Pour ces raisons, parmi d'autres, Abdou Karim Sall a indiqué qu'il apparait nécessaire d'abroger et de remplacer la loi n°2009-27 du 8 juillet 2009 portant sur la biosécurité au Sénégal par une nouvelle loi, apte à permettre au Sénégal, à la fois, de se conformer à ses engagements internationaux et de tirer le maximum de profits des avantages qu'offre la biotechnologie moderne.
Les rénovations et clarifications du régime juridique de la biosécurité
Le ministre a également annoncé que le présent projet de loi rénove et clarifie le régime juridique de la biosécurité.

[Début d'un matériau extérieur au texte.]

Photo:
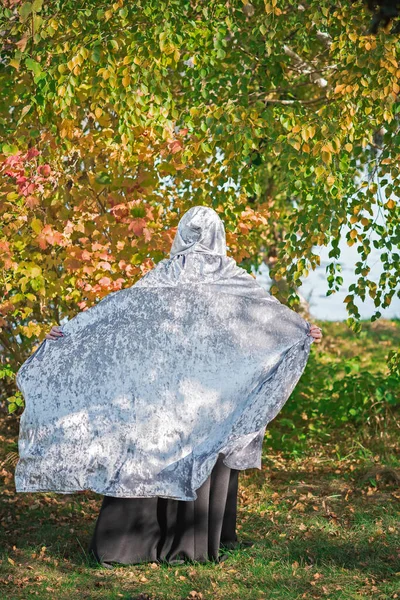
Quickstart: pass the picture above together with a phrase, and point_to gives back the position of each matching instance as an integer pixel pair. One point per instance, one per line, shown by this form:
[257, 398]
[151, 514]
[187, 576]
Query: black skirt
[136, 530]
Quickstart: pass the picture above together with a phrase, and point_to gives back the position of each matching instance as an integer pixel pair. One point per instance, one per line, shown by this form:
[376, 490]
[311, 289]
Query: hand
[316, 333]
[54, 333]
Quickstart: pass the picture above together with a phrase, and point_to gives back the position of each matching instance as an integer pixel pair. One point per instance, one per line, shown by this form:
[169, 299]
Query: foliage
[117, 117]
[341, 391]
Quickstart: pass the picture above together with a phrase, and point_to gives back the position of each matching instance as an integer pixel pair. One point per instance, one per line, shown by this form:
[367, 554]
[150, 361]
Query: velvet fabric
[150, 385]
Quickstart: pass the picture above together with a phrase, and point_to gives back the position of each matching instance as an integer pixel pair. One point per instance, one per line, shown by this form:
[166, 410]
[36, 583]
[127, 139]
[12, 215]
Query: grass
[324, 515]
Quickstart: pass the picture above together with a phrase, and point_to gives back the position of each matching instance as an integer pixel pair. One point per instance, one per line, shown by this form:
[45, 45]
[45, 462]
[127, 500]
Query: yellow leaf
[14, 63]
[304, 134]
[326, 157]
[339, 88]
[36, 225]
[311, 131]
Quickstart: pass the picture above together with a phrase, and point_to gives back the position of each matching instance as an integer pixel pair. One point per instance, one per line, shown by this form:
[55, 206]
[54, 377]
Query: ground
[323, 512]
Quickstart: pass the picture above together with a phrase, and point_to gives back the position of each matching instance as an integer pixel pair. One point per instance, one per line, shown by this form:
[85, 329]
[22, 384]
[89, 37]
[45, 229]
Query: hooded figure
[152, 386]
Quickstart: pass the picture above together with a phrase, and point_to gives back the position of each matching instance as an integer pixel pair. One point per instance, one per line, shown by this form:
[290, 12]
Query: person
[170, 487]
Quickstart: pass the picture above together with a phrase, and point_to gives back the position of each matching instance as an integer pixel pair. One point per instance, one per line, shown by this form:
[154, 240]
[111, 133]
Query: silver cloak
[150, 384]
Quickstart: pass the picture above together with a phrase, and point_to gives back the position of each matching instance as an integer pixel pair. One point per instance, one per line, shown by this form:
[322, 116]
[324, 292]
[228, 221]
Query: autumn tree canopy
[115, 118]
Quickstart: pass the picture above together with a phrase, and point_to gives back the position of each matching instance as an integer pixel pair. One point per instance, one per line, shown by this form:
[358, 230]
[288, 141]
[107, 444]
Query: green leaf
[37, 5]
[34, 66]
[25, 10]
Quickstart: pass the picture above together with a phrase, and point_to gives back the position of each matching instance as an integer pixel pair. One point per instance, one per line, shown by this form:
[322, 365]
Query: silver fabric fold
[147, 387]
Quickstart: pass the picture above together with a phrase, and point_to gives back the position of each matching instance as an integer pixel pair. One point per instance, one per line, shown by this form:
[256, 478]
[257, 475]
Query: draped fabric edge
[228, 450]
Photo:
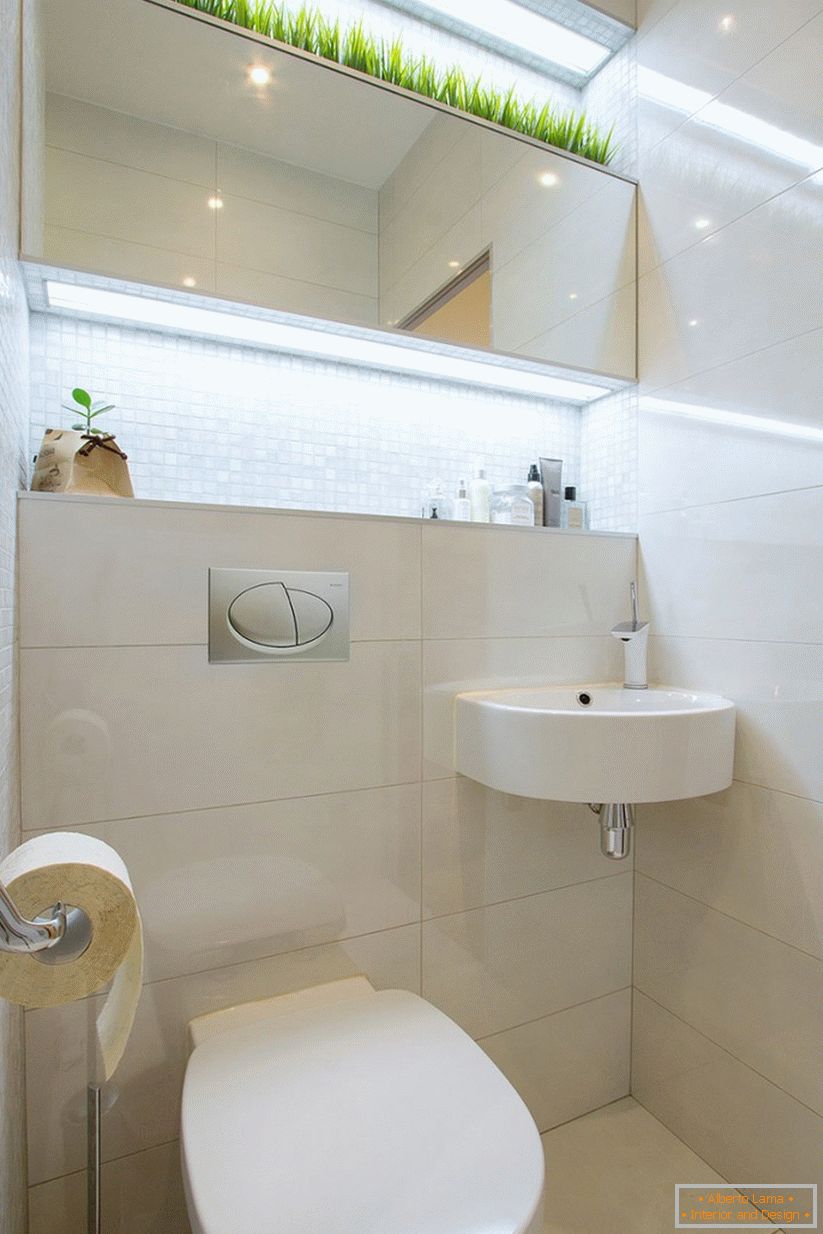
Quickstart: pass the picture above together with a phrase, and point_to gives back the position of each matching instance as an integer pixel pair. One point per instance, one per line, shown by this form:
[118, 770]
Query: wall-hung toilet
[342, 1109]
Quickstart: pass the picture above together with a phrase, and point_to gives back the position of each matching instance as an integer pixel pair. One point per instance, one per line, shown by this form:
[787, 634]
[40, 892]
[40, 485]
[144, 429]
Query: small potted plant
[84, 458]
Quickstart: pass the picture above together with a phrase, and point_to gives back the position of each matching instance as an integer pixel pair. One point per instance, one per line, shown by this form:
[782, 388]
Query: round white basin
[597, 743]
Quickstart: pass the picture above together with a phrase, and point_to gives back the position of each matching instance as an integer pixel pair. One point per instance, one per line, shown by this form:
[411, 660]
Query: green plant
[354, 47]
[86, 410]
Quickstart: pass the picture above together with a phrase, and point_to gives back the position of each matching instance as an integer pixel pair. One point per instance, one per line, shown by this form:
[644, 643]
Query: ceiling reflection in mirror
[196, 156]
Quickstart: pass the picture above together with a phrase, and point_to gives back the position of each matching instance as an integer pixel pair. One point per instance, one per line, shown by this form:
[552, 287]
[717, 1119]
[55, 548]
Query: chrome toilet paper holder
[58, 935]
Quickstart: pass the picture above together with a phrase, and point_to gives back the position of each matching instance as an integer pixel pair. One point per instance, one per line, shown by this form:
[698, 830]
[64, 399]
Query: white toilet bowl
[342, 1109]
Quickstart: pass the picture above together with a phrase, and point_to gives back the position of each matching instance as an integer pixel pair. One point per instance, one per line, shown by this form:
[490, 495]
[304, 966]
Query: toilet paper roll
[86, 874]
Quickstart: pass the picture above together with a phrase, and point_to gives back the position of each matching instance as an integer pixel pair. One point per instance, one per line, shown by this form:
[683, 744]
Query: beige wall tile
[91, 195]
[570, 1063]
[738, 1122]
[481, 584]
[479, 969]
[106, 254]
[293, 295]
[222, 886]
[296, 246]
[249, 174]
[758, 998]
[483, 847]
[750, 853]
[147, 580]
[140, 1192]
[101, 739]
[616, 1170]
[98, 132]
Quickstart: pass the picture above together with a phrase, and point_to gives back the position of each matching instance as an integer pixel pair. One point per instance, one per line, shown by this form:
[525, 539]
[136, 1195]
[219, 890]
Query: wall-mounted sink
[599, 743]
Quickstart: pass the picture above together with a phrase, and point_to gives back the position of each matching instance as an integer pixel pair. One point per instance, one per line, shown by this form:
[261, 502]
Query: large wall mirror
[189, 153]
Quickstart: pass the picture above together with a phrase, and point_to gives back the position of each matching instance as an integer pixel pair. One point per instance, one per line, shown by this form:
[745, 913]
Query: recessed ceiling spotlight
[259, 74]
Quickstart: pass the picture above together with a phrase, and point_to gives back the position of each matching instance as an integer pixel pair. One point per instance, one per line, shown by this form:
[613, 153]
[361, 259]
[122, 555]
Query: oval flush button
[314, 616]
[264, 615]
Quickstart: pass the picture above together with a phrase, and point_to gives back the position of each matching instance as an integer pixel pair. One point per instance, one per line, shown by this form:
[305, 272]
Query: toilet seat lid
[375, 1116]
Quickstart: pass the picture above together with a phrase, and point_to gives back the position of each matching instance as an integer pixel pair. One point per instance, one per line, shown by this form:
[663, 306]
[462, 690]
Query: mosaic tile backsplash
[205, 421]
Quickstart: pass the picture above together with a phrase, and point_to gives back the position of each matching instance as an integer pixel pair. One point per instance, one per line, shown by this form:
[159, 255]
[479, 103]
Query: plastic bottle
[462, 504]
[480, 497]
[536, 492]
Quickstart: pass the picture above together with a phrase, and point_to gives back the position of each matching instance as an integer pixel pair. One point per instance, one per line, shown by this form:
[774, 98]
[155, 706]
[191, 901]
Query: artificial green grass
[309, 30]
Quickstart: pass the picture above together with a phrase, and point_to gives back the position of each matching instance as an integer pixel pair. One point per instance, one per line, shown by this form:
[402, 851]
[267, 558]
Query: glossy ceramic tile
[692, 45]
[103, 741]
[437, 141]
[480, 584]
[243, 173]
[755, 997]
[222, 886]
[148, 578]
[759, 563]
[444, 191]
[483, 847]
[682, 196]
[538, 288]
[750, 853]
[601, 338]
[99, 132]
[91, 195]
[454, 665]
[779, 383]
[784, 89]
[534, 195]
[296, 246]
[624, 10]
[690, 459]
[616, 1170]
[478, 970]
[742, 289]
[293, 295]
[62, 246]
[462, 243]
[777, 689]
[140, 1192]
[144, 1095]
[738, 1122]
[570, 1063]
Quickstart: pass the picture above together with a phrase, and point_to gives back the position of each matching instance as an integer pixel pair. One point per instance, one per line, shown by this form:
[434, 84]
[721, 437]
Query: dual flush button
[265, 615]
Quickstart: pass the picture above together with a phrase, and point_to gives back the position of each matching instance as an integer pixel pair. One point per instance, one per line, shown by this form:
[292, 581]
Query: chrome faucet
[634, 637]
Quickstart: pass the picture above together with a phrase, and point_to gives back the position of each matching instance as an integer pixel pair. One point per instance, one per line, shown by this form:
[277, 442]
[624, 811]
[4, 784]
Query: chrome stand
[58, 935]
[94, 1155]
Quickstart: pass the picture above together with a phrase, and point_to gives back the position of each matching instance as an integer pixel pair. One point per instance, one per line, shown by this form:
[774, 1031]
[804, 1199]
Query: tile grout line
[738, 921]
[729, 1054]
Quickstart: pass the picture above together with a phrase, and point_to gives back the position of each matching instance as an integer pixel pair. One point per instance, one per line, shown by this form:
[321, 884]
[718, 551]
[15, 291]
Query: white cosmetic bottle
[462, 505]
[480, 497]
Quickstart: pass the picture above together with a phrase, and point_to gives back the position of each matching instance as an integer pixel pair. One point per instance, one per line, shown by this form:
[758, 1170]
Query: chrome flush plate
[278, 616]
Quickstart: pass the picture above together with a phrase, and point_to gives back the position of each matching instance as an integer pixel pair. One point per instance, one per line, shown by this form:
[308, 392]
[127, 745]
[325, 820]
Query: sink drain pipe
[616, 823]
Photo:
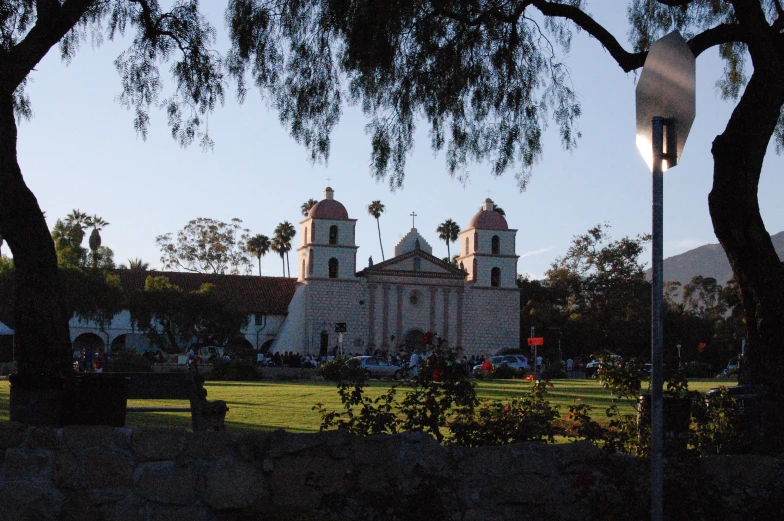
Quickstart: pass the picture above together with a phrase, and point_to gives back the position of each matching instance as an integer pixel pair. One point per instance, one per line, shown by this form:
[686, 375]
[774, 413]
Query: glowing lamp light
[666, 89]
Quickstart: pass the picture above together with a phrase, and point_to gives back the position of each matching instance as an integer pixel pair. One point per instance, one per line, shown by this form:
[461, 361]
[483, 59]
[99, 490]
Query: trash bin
[749, 411]
[676, 421]
[95, 399]
[36, 399]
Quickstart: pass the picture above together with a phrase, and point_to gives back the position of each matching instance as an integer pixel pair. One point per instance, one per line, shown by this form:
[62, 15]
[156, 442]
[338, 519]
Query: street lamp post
[665, 102]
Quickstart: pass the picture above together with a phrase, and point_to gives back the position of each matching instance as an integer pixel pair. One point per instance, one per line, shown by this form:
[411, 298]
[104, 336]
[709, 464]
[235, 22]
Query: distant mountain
[708, 261]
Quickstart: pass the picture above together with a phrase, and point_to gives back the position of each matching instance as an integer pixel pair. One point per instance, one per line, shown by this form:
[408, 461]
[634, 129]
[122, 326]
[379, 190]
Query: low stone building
[473, 305]
[264, 299]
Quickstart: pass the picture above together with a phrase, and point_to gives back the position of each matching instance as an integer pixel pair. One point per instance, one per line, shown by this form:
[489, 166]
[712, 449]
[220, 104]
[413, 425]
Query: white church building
[390, 306]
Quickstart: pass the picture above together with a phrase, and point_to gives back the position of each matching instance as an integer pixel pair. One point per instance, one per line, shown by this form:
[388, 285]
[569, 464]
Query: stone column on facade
[399, 333]
[385, 316]
[371, 315]
[445, 334]
[459, 340]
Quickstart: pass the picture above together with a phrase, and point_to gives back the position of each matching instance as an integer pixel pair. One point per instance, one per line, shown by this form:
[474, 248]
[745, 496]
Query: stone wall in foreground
[97, 473]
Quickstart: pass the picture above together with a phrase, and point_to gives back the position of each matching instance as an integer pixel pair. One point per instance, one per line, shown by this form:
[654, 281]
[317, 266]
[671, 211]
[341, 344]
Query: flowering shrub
[530, 418]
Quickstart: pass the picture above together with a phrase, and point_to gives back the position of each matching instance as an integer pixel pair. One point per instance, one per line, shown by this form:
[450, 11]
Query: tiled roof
[251, 294]
[328, 209]
[379, 269]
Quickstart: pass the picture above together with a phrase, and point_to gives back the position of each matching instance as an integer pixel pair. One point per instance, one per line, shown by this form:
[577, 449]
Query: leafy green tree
[258, 246]
[448, 232]
[179, 38]
[136, 264]
[703, 296]
[284, 233]
[486, 75]
[174, 319]
[376, 208]
[67, 242]
[307, 205]
[279, 246]
[602, 289]
[207, 246]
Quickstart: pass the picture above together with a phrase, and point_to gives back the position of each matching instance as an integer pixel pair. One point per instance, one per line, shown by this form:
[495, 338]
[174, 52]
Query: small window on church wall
[495, 277]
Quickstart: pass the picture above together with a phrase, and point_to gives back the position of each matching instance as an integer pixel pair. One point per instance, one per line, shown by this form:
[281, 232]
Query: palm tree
[376, 208]
[285, 232]
[307, 205]
[448, 232]
[278, 246]
[76, 221]
[258, 246]
[138, 265]
[97, 224]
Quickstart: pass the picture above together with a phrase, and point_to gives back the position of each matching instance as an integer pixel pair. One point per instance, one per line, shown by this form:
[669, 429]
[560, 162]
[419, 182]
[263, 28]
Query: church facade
[474, 306]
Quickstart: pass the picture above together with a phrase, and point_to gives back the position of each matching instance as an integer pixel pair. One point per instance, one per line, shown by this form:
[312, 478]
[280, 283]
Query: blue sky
[80, 151]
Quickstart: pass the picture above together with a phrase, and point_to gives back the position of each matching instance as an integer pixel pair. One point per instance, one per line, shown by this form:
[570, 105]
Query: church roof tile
[251, 294]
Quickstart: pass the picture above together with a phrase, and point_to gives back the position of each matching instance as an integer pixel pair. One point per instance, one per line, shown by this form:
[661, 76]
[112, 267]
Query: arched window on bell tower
[495, 277]
[495, 245]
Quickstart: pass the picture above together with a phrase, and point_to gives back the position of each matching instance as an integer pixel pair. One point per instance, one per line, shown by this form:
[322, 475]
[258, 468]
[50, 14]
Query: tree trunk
[738, 155]
[379, 239]
[43, 345]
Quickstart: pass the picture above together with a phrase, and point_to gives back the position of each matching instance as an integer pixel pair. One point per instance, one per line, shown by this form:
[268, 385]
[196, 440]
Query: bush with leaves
[717, 421]
[127, 361]
[234, 371]
[342, 369]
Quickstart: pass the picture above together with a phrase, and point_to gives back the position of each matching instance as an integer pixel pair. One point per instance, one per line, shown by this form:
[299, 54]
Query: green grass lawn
[265, 406]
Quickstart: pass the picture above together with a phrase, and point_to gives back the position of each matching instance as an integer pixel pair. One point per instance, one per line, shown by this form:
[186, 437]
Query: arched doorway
[415, 340]
[265, 347]
[118, 344]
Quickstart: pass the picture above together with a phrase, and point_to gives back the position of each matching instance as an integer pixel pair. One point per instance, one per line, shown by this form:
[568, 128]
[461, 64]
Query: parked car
[377, 367]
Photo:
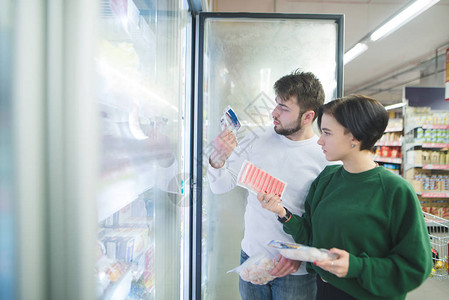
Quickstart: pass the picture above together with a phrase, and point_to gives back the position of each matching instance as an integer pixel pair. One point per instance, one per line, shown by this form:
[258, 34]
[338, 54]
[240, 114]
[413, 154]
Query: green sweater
[376, 217]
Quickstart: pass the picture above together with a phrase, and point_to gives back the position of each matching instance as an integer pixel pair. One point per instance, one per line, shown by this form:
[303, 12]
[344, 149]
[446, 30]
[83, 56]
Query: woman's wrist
[282, 213]
[285, 217]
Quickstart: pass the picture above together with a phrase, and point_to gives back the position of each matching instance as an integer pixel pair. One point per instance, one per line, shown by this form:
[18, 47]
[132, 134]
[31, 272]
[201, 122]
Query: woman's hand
[272, 202]
[339, 267]
[285, 267]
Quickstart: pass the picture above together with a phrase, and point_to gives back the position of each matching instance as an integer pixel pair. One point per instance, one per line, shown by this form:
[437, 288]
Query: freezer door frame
[198, 116]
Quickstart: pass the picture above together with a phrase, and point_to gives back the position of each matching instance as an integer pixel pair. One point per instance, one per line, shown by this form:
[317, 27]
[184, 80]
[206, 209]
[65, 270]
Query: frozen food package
[229, 120]
[300, 252]
[257, 180]
[256, 269]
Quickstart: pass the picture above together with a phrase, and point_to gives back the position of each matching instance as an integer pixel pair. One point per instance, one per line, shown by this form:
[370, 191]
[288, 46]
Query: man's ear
[308, 116]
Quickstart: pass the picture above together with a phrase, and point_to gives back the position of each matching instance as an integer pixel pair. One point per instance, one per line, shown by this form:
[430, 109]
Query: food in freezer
[256, 269]
[300, 252]
[229, 120]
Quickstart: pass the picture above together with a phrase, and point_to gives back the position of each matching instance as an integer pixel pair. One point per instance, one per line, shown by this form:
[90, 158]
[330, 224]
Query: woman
[368, 216]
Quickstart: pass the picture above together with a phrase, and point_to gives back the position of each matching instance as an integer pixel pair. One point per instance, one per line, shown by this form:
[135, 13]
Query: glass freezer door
[240, 56]
[141, 65]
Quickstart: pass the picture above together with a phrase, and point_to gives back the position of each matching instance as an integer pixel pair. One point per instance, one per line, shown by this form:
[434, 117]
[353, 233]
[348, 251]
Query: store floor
[433, 289]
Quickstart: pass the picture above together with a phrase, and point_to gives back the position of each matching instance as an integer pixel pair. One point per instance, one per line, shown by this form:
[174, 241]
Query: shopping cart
[438, 229]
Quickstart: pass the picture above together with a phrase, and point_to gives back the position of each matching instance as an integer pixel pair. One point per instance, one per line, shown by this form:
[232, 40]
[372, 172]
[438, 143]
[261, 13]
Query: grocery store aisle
[431, 288]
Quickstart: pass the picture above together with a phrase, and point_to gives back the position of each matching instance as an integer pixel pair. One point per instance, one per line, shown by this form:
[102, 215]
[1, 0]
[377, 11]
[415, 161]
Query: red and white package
[257, 180]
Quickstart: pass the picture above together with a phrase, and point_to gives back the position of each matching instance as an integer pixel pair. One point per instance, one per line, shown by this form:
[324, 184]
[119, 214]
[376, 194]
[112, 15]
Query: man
[290, 152]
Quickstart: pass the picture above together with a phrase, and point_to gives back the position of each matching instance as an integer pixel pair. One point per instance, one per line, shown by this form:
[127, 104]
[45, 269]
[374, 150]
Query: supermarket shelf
[426, 126]
[390, 160]
[394, 129]
[391, 144]
[435, 167]
[408, 146]
[410, 166]
[435, 195]
[435, 145]
[435, 126]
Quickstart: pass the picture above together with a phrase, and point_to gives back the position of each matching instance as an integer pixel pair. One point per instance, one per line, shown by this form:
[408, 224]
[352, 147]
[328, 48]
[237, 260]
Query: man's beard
[289, 131]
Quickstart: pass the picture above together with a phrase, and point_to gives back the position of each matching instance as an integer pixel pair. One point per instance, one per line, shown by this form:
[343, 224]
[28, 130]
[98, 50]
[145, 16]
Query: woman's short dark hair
[365, 117]
[304, 86]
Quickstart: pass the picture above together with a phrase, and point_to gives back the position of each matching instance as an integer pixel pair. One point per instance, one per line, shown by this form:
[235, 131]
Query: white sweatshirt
[296, 162]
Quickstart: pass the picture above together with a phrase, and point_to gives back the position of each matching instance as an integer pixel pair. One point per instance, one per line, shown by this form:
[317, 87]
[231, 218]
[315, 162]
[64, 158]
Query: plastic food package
[300, 252]
[229, 120]
[257, 180]
[256, 269]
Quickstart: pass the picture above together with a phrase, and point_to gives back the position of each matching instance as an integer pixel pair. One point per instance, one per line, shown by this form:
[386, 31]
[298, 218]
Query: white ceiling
[405, 57]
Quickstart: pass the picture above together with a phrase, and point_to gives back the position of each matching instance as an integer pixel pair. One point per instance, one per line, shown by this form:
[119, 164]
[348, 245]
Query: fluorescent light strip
[402, 18]
[393, 106]
[354, 52]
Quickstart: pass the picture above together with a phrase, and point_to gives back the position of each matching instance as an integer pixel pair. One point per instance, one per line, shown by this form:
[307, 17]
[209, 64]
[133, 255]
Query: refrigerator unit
[113, 113]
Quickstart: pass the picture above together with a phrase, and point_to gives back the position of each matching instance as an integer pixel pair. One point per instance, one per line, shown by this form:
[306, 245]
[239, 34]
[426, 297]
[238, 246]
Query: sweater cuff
[355, 266]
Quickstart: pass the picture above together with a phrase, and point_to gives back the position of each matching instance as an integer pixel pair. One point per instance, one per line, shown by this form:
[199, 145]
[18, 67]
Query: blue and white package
[230, 120]
[301, 252]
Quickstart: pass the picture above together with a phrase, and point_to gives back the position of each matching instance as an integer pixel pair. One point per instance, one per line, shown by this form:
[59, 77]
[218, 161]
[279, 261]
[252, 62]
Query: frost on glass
[242, 60]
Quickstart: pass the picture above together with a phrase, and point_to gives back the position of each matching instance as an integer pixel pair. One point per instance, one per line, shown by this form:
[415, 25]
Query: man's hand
[285, 267]
[223, 146]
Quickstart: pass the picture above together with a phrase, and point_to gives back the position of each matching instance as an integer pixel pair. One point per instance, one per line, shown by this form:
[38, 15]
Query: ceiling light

Il a clos la présentation de l'exposé des motifs, en indiquant que ce texte apporte, notamment, les innovations suivantes : l'introduction de nouveaux principes directeurs, la systématisation de la procédure d'évaluation et de gestion des risques, le renforcement des mécanismes d'information et de sensibilisation du public, la mise en place de procédures de sécurité différenciées selon le type d'OGM et selon l'activité envisagée, la consacrée du principe de la responsabilité pénale des personnes et l'introduction de nouvelles incriminations et le renforcement des sanctions pénales.
Prenant la parole lors des travaux de l’intercommission, les députés ont soutenu que le projet de loi permet au Sénégal de s'ouvrir aux innovations et à l'univers de l'intelligence artificielle, avec l'utilisation des OGM, tout en prenant en compte les impératifs de sécurité y relatifs.
En effet, selon eux, les OGM présentent, aujourd'hui, un enjeu mondial et sont, de plus en plus, utilisés dans des secteurs stratégiques et sensibles tels que l'agriculture, la chirurgie esthétique, ce qui fait peser un risque réel sur la santé publique. C'est la raison pour laquelle, il s'avère nécessaire, selon eux, d'adapter leur dispositif normatif interne aux conventions internationales relatives à la biosécurité auxquelles le Sénégal a souscrit.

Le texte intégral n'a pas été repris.